Trolls World Tour Gets The Honest Trailers Treatment

One would almost think the voice behind Honest Trailers really doesn’t like Trolls, but upon looking once again at some of the images in these movies, looking from a distance mind you, not up close where the magic appears to intoxicate a person, there’s plenty to raise an eyebrow about. Esther Zuckerman of Thrillist has more to say on this matter. Without judging too harshly, considering what passes for entertainment these days, Trolls is kind of a psychedelic trip that takes a few weird turns and twists along the way while making jokes that a lot of kids might not get but adults will understand and probably have to explain if the kids start asking just to insure that the kids don’t start spewing them in public without the proper comprehension. Noticing various adult themes in a kids movie is pretty common but when it’s able to be noticed by everyone and can’t really be explained away it’s kind of like listening to a gaffe made by a politician on live TV and attempting to say ‘you just didn’t understand it correctly’ to someone that understood it PERFECTLY. In other words, there’s really no way out of having to tell your kids what some of the stuff in this movie means, but it’s wise to follow that knowledge up with a very good explanation of why they shouldn’t repeat said things to anyone or should think about it before they do.
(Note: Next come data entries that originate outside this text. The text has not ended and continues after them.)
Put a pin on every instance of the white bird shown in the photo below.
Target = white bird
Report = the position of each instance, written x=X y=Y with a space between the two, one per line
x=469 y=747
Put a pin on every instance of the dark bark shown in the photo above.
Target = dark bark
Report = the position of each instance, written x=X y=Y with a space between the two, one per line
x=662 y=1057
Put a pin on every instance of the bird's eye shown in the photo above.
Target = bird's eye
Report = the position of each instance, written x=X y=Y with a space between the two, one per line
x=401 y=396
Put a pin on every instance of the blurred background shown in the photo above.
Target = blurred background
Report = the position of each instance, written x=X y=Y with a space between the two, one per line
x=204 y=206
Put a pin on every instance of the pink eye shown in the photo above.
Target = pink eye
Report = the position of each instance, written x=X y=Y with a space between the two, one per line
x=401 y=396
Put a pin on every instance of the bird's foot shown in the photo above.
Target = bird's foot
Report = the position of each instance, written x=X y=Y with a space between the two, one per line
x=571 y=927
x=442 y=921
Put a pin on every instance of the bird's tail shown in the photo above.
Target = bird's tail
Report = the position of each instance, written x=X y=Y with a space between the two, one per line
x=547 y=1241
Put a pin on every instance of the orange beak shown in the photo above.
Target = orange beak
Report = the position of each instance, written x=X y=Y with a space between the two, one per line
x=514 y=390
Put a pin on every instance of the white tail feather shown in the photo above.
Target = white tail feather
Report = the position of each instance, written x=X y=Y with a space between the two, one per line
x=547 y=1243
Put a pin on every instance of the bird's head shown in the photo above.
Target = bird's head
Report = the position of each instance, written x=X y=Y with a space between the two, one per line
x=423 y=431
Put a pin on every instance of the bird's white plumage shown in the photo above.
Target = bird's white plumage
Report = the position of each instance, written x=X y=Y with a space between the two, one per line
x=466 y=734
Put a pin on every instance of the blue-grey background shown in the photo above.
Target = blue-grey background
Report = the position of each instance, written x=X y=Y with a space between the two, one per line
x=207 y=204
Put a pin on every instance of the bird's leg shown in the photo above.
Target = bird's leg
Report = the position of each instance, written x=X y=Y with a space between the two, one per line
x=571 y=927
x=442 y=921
It might be nice to say that kids’ movies were different when a lot of us were younger, and in a way they were since the content wasn’t quite as edgy as this, but there were still plenty of issues to be discussed by parents that didn’t think we were ready for the type of movies we were watching. But if one is being honest these type of situations tend to come and go in cycles. Be honest, how many of us were watching movies back in the day that our parents didn’t want us to? Now think how many of the animated shows weren’t always as cute and cuddly as they were made out to be, but showed graphic violence and slightly troubling content along the way? Annie Farrell of Study Break has her own opinion on this matter. One of the biggest tricks with the Trolls movies is that they give the impression of a bad acid trip that’s been mixed with the real world and then blended into a color-filled nightmare that has a moral center to it that comes and goes as it pleases. There are many other parts of the movie that can be pointed out as being problematic, but a lot of them tend to be based more on personal issues that some folks might have with the movie rather than universal problems that shouldn’t have made it into the movie. In other words, people are going to take issue with one thing or another based on their own perspective and possible moral code when it comes to what they want their kids to see. But there’s a good way to make sure that this doesn’t happen: don’t let the kids see the movies. Of course that presents the problem of the kids wanting to see the movie and then finding a way to get around the parent’s objection anyway, which tends to backfire in one way or another.

The hope of course is that most people would see that the movie is fairly harmless, unless one is going to buy into the idea of subliminal messages that are apparently teaching kids that the way we live and the way our society works is inherently wrong and that radical change is needed to make things right. If that type of message did make it into the movie then it’s kind of amusing really since there’s part of every generation that’s believed this for many, many years, and often without the benefit of a movie or anything else having to tell them that it’s possible and necessary. Trolls is basically a technicolor idea based on a kid’ toy from decades ago and given life through CGI in a way that suggests that whoever was in the writer’s room was feeling extra happy that day, wink wink, and had a fun, cutesy idea to pitch that was bound to take people even further down the rabbit hole so to speak. Bilge Ebiri of Vulture had something else to say about the movie. At this point the rabbit feels as though it was left behind and the hole might have taken a few twists and turns through a vapor cloud that was designed to make people feel like they were floating instead of falling. That would explain a lot when it comes to the Trolls movies.

In all fairness though there is a lot of cuteness in the movie but there are plenty of scenes that can make a person’s stomach curdle if they spend too much time thinking about them.